Raising Pigs: The Pros and Cons
Pro: With pigs on our homestead, we have zero food waste. Like, ever. The pigs eat all food scraps we throw their way. We scrape our dishes into the “pig bucket” that sits on our kitchen counter. We also pour in leftover milk, stale cereal, and whey from cheese making. Basically, if it’s edible (not moldy) they will love it. This keeps the cost of feeding them very low for animals so large!
Con: Pigs eat a lot, which means that pigs poop a lot. While they are much cleaner than we are often lead to believe, their pens can really stink on a hot day! They generally designate a corner of their pen as the restroom, which seems rather civilized, but is still quite smelly when you are downwind. If you have close neighbors, they might have well-founded objections to your pigs.

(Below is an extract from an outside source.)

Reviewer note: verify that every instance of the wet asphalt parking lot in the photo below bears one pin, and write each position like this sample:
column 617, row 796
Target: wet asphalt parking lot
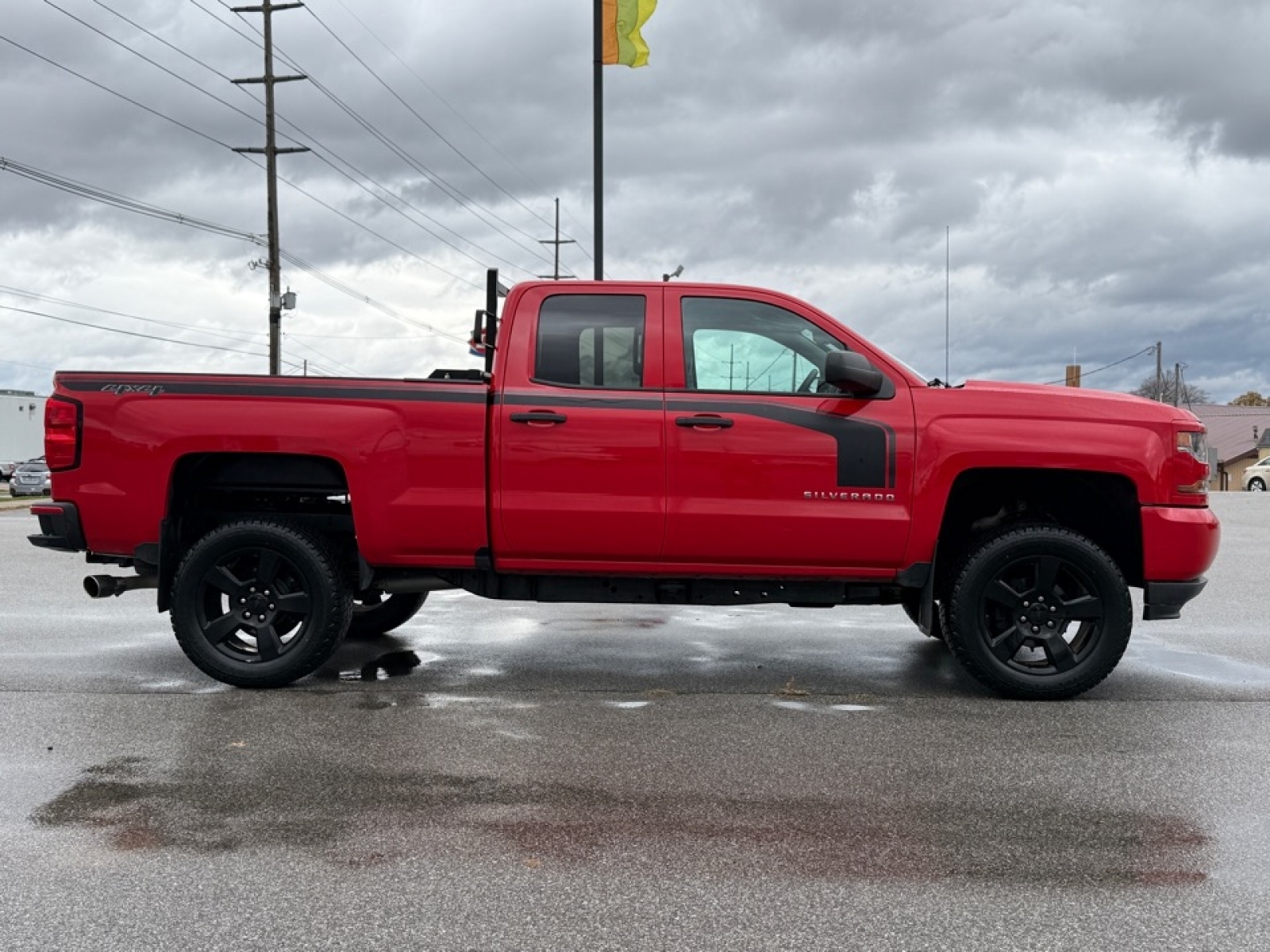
column 592, row 777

Pro: Pigs are smart! Some are even sweet and friendly and interacting with a friendly pig can be a delightful experience.
Con: Pigs are smart! They can figure out ways to escape their pen and once they do, they are difficult to catch! They will need a strong enclosure, likely electrified, in order to keep them where you want them. (Jill: TRUTH. You should see what our pigs did to our front yard this summer…)
Pro: Pigs are fun to watch. They are busy little creatures and they get so excited about rooting around the pasture that I really enjoy watching them. They would also get very excited when I would come to the pen with the hose to give them a “bath” on hot days. They run through the sprinkler like children.
Con: It can be hard to say goodbye. Although, some the fun of the pigs has worn off by processing time, it can still be rather difficult to part with your pigs when it is time to send them to the freezer. I personally had to really work to keep a mental detachment as I raised them, so that I could give them up when it was time.
Pro: If you raise 2 pigs and sell one to a friend, it will usually pay for all the feed and processing fees for the pig you keep. Therefore, you eat for free! If you have room to raise even more pigs, you could easily have a little side business to add extra income to your homestead. Just make sure you are abiding by local laws.
Con: If you sell one pig, people will find out and then beg you to raise one for them too. This request is made without regard for whether you have the space, time, or energy for more pigs or not.
Pro: Delicious pork you can feel good about eating. The meat you raise yourself lived a good life on pasture. It only had one bad day and you know it was treated humanely. You know what kind of feed it consumed and that it was free from disease. On top of that, it tastes absolutely delicious and MUCH better than the pork you can get at the grocery store. I feel good about feeding it to my family.
Con: You will eventually run out of pork and want to start the whole process over again! (Wait, maybe that isn’t a con…)
And finally, a warning…
Meet Loudy Pants (so named by our 5 year old daughter.)
She was one of three pigs we bought to raise and process for meat. When the day came for the pigs to be hauled off to the processor, we just couldn’t get Loudy Pants onto the trailer. Four adults worked for an hour and a half trying to coax, drag, or push her onto the trailer. It just wasn’t happening, and we were in danger of missing our appointment for the other two pigs. So we left without her.
We made an appointment to take her another day.
But in the following month, she began to steal our hearts.
She looked forward to playing with the water hose. She would come running to greet us when we headed to the pasture. She wanted to be petted and loved on.
In short, we now have a 500 pound pet pig in the pasture!
We have made plans to breed her and raise her piglets. If that isn’t something you are interested in doing, I highly recommend NOT making friends with the pigs, and NOT becoming attached.
Aside from the pet pig “problem,” our family thoroughly enjoyed our pork project and we are so excited to see what happens next in the world of homestead pigs!